Meknes – French Minister of Interior Gerald Darmanin will visit Algeria and Tunisia to discuss security issues and the repatriation of “radical Islamists” from France.
When asked on Monday about the October 26 Nice attack, which resulted in three killed and multiple injured, Darmanin told BFM TV that he will go to Algiers and Tunis at the end of this week.
The alleged perpetrator of last week’s attack is a 21-year-old Tunisian man who is now in police custody.
In the French minister of interior’s visits to Algeria and Tunisia, he will discuss security issues and the fight against terrorism with his counterparts from the two countries and their intelligence services, according to Le360.

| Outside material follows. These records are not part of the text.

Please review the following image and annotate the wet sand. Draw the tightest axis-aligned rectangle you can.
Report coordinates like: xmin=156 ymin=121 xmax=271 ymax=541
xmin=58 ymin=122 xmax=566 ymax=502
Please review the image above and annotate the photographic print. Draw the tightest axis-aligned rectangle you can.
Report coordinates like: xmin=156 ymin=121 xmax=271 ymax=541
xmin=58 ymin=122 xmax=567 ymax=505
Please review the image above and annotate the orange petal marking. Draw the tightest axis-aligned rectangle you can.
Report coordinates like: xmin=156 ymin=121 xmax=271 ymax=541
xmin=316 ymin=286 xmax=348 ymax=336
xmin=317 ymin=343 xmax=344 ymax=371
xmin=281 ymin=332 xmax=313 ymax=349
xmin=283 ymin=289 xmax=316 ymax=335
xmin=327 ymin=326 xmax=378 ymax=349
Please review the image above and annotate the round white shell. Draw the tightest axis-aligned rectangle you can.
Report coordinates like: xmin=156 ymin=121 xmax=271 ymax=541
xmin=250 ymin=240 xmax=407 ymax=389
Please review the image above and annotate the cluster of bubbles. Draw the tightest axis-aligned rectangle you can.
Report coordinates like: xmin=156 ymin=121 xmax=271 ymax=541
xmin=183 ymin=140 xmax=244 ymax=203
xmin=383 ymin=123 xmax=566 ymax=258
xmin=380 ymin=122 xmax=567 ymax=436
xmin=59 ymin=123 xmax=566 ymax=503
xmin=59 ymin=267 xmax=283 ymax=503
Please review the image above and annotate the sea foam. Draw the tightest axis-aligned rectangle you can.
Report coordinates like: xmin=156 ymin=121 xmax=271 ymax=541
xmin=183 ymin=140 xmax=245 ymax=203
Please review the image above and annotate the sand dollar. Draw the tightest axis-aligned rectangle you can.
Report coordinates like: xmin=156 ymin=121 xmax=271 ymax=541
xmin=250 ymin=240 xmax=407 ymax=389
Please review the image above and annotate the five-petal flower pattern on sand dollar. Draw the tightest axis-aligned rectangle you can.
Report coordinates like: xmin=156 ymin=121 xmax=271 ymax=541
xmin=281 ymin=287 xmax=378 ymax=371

Darmanin will also seize the opportunity to expel “radicalized” Islamists back to their countries of origin, according to the same source.
French media speculate that the minister’s visit to Algeria will take place with the same aims as his visit to Tunisia.
Darmanin’s upcoming visits are at the request of the French President Emmanuel Macron, announced the Elysee.
Macron held a phone call with his Tunisian counterpart, Kais Saied, on Saturday. The two parties discussed the fight again terrorism, as well as the return of “a number of people” who France is moving to deport from its territory, a statement from the Tunisian presidency cited by Arab Weekly said.
The interior minister told BFM TV that he asked prefects to put some 100 irregular migrants in administrative detention centers due to links with “radicalization.” France has expelled 16 people for their links to radicalization in the last month alone, he added.
France has increased its concerns over security and immigration after multiple violent attacks, following satirical magazine Charlie Hebdo’s republication of cartoons of the Prophet Muhammad. Any depiction of the prophet is strictly forbidden in Islam.
Weeks before the stabbings in Nice, an 18-year-old of Chechen origin beheaded on October 16 French middle school teacher Samuel Paty in a Parisian suburb. Paty had showed caricatures of the Prophet Muhammad to his students.
The escalating tensions and violence in France raise questions on how to address the issue of terrorism and its relations to immigration.